# Oprah Story On Puppymills



## Gambitsgirl (Jan 14, 2007)

Hi All!
:smhelp: 

I know Oprah ran an update story on puppymills yesterday. As we all know how terrible and heartbreaking this is, there is a link I have provided from Oprah's web page that can help us encourage our individual state legislators to support this bill. Thanks for checking it out and email/call your local goverment today.

http://www2.oprah.com/tows/pastshows/20080...0507_penn.jhtml 
or go to oprah.com and follow puppy mill story

Thank you!
Misty


----------



## Max & Rocky (May 20, 2004)

Visit rescue sites on the web (breed rescue or otherwise), buy from them, contribute money to them when you can, volunteer to help a rescue in any way you can, tell your friends and family about these rescue places if they are dog lovers and perhaps get them involved in doing these things, etc...

I am sure someone who has had their coffee could think of other ideas but this is a start.

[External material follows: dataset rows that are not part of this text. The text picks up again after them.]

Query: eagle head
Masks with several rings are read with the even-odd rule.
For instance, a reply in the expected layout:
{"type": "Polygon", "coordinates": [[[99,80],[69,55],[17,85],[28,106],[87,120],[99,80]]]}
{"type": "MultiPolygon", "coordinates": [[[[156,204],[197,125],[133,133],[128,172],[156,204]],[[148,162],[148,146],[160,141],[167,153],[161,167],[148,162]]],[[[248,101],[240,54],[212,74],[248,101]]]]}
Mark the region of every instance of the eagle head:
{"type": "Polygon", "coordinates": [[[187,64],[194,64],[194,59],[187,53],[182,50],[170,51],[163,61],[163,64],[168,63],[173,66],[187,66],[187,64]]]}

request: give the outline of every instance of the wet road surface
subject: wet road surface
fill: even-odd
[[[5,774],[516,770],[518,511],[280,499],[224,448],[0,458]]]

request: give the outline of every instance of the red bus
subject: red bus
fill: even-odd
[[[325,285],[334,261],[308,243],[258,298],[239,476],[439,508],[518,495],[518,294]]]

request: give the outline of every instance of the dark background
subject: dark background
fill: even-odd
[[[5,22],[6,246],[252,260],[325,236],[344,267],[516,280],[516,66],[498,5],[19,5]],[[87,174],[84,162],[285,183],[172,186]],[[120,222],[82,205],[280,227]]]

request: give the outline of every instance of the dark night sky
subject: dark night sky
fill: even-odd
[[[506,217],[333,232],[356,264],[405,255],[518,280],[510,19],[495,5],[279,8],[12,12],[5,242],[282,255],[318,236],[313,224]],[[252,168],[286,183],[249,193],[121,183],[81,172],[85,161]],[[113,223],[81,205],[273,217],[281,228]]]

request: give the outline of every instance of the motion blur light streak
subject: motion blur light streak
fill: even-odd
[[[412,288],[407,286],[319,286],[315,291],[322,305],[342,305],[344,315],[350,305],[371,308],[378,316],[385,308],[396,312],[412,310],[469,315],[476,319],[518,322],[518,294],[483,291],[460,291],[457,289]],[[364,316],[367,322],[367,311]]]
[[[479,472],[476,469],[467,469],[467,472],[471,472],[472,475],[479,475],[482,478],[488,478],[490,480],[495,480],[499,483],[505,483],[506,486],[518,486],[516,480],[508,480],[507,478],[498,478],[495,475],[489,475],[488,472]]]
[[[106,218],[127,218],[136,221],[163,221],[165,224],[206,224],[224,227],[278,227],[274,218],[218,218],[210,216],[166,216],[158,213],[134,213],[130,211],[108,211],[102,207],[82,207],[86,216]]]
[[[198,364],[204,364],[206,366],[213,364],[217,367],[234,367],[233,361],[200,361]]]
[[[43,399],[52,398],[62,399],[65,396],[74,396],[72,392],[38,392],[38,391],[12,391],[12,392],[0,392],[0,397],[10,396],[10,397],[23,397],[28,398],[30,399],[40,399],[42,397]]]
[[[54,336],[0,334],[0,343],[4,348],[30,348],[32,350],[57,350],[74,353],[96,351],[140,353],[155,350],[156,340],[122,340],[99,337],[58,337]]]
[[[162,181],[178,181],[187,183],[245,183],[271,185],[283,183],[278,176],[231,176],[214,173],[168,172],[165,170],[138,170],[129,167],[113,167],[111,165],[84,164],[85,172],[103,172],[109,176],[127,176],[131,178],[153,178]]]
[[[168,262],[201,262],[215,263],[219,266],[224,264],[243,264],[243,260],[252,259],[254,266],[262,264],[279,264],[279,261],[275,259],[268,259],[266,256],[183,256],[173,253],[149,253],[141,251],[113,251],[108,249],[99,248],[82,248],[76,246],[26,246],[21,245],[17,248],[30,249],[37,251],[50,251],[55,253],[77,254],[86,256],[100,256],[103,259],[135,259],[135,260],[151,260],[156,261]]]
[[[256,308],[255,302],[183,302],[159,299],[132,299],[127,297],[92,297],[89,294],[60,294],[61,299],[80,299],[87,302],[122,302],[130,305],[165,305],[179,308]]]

http://malteserescue.homestead.com/


----------



## KAG (Jun 1, 2006)

> Visit rescue sites on the web (breed rescue or otherwise), buy from them, contribute money to them when you can, volunteer to help a rescue in any way you can, tell your friends and family about these rescue places if they are dog lovers and perhaps get them involved in doing these things, etc...
> 
> I am sure someone who has had their coffee could think of other ideas but this is a start.
> 
> http://malteserescue.homestead.com/[/B]



Steve,
This is why I love you. You and Peg are the best!
xoxoxo


----------